Materials and Technology
- Chapter novel with untitled chapters (e.g., To Kill a Mockingbird, Catcher in the Rye, or Beloved). Chapters may be numbered or simply indicated by page breaks and white space.
- Chart paper and markers, or chalkboard and chalk
- For comparison, have sample chapter books that have chapter titles available (e.g., The Adventures of Tom Sawyer, A Tale of Two Cities, or books from the Harry Potter series).
- explore the significance and purpose of chapter titles in a variety of novels.
- create relevant chapter titles for a novel they are reading.
- examine titles for relevant word choice and phrasing as well as accuracy.
- work toward a balance between accurate summary and the promise of intrigue and mystery as they explore and choose titles.
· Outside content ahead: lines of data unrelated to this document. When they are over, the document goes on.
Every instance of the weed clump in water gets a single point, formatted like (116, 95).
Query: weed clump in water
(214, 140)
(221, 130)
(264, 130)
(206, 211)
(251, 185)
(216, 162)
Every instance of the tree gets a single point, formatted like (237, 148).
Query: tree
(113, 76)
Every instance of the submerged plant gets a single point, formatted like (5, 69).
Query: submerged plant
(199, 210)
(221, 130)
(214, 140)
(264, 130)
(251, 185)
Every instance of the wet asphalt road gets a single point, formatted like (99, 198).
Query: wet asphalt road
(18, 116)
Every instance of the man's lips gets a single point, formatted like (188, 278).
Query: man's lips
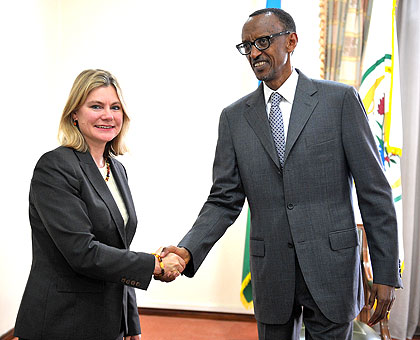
(259, 64)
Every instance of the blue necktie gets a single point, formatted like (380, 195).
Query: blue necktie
(277, 127)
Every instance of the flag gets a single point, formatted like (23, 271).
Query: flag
(380, 92)
(246, 288)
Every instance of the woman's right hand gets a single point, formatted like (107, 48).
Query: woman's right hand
(173, 266)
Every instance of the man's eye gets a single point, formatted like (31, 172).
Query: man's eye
(263, 41)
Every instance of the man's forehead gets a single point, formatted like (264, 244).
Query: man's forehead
(264, 23)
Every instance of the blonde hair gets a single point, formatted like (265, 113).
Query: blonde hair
(68, 134)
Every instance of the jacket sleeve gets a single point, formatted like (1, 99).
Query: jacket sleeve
(57, 206)
(132, 313)
(373, 191)
(223, 205)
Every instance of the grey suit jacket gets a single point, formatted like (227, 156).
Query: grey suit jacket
(306, 207)
(82, 276)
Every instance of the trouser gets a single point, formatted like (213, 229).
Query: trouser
(317, 326)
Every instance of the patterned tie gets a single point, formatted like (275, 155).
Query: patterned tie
(277, 127)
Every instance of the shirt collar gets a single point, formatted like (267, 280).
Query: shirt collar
(287, 90)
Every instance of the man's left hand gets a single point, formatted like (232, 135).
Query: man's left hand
(385, 296)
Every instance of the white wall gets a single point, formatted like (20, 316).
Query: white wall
(178, 68)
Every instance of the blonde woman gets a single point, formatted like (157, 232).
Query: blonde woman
(83, 221)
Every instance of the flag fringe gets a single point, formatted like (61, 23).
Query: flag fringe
(245, 282)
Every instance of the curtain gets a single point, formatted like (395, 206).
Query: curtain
(405, 314)
(344, 28)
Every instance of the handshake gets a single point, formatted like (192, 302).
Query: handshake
(170, 262)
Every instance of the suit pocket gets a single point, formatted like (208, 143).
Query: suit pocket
(70, 284)
(344, 239)
(256, 247)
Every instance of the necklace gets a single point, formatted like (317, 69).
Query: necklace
(108, 170)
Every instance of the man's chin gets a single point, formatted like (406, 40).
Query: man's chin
(260, 76)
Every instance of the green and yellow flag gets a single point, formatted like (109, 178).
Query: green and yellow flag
(380, 92)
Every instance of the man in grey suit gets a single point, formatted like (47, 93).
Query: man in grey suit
(294, 156)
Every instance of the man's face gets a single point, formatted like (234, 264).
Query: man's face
(273, 64)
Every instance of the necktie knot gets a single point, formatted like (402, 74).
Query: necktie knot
(276, 98)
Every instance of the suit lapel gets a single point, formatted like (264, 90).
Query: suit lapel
(92, 173)
(120, 179)
(304, 104)
(256, 116)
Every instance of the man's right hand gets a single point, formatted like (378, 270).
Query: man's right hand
(182, 252)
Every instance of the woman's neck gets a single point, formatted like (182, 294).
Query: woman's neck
(98, 157)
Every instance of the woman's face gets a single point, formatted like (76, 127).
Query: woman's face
(100, 118)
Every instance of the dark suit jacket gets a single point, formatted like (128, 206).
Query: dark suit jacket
(82, 275)
(306, 207)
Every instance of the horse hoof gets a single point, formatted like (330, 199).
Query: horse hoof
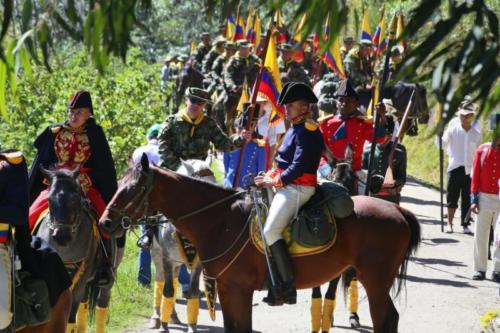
(154, 323)
(174, 319)
(354, 320)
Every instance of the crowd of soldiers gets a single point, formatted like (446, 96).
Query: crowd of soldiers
(230, 67)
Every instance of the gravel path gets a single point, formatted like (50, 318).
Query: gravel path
(440, 296)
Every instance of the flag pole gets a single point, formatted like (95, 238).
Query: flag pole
(376, 118)
(253, 100)
(441, 162)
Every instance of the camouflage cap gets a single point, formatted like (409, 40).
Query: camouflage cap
(242, 43)
(153, 131)
(219, 40)
(198, 94)
(231, 45)
(346, 90)
(285, 47)
(365, 42)
(397, 50)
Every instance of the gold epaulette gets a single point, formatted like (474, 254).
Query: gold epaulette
(15, 157)
(311, 125)
(321, 120)
(260, 142)
(55, 129)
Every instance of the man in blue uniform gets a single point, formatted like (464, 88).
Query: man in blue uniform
(254, 156)
(36, 257)
(295, 182)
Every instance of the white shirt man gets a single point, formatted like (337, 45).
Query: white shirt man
(461, 139)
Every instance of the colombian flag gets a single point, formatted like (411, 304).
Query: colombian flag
(239, 30)
(296, 41)
(365, 28)
(379, 41)
(400, 30)
(230, 27)
(280, 26)
(333, 59)
(270, 84)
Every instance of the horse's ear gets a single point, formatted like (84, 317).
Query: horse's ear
(348, 156)
(47, 173)
(76, 172)
(145, 162)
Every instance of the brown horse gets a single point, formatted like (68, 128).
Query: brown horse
(377, 241)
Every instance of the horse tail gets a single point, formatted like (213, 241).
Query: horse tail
(93, 294)
(415, 237)
(347, 276)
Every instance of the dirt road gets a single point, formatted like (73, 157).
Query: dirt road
(440, 296)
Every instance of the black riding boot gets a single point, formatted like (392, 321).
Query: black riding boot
(105, 273)
(286, 293)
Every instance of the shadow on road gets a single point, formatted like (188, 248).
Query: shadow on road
(442, 282)
(438, 261)
(437, 241)
(362, 329)
(417, 201)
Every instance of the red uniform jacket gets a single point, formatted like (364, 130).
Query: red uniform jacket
(338, 132)
(485, 170)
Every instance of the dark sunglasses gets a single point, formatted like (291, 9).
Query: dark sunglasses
(197, 101)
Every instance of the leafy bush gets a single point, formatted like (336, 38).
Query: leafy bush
(126, 100)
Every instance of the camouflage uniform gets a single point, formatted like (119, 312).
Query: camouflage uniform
(209, 60)
(358, 70)
(176, 141)
(293, 71)
(236, 71)
(326, 98)
(201, 52)
(380, 165)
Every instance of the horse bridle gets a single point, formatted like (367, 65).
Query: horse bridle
(142, 196)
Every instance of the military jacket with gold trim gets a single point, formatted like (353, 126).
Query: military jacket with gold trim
(60, 147)
(300, 152)
(14, 204)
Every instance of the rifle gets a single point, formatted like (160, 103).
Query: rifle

- Divide students into small groups and give each group a sample novel or two that include chapter titles rather than numbered chapters. Ideally, choose books that students will have read or listened to so that the connections between chapter titles and chapter events will be clear.
- Have students explore the novels, gathering chapter titles and noting their characteristics. You can provide these questions to guide their exploration:
- How does the chapter title relate to the chapter content?
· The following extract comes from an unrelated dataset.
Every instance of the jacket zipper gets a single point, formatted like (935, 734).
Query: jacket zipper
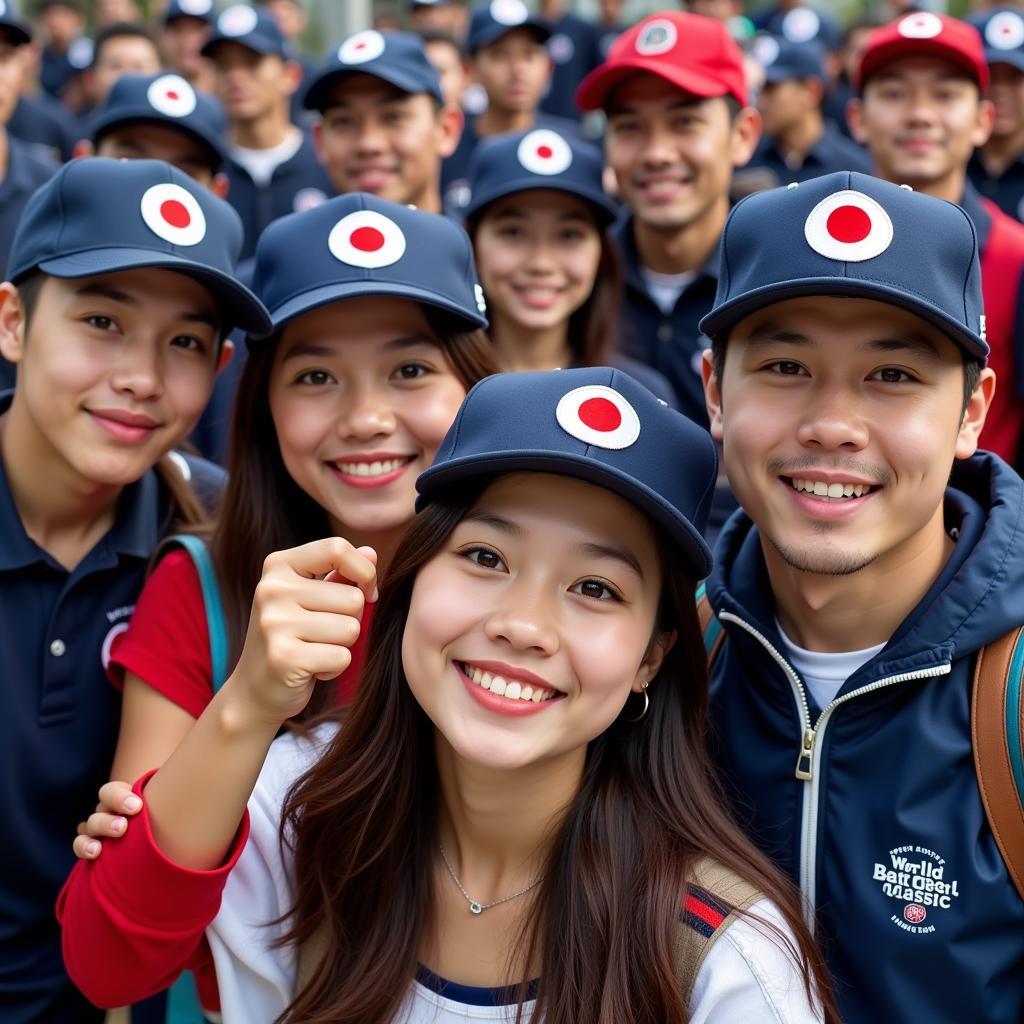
(809, 757)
- Is there anything special or significant about the chapter title?
- What is the grammatical structure of the chapter title?
- What stands out about the word choice in the chapter title?
- How does the chapter title relate to the chapter content?
- After groups have had sufficient time to explore their novels, assemble them as a whole class again. Based on the information that they've gathered, ask students to brainstorm the characteristics that make a strong chapter title. Write the ideas on the board or on an overhead.
- With students, revise the brainstormed list into a series of guidelines that students will use as they create their own chapter titles for the novel that they are reading.
- For homework, have students create titles for the chapters they are reading.
Name that Chapter Activity
- At the beginning of class, ask students to share titles for the chapters that they have read. You can either share ideas as a full class or in small groups. If you have read more than one chapter for the class meeting, each group can consider a different chapter.
- Once possible titles are listed on the board or overhead projector, discuss the accuracy, word choice, and connotation of the titles. Ask students to consider whether the title offers summary, identifies a key term, "baits" the reader, or offers a bit of intrigue.
- After discussion and debate, the class can choose a title for each chapter and include the title on a cumulative list for the novel.
- Alternatively, students can fill out the Name That Chapter Handout, outlining the relationship between the title and the chapter itself. The sheets can provide a chapter-by-chapter summary of the novel that students can use to review their reading.
- As part of the chapter naming process, you can provide a mini-lesson on capitalization and punctuation of titles using information from your grammar handbook or the Purdue OWL.
Student Assessment / Reflections
- Class discussion and debate of the possible chapter titles will provide students with feedback on the relationship to the chapter content, the title's phrasing, and its word choice.
- If students complete the Name That Chapter Handout individually, use the Name That Chapter Rubric to evaluate their finished drafts.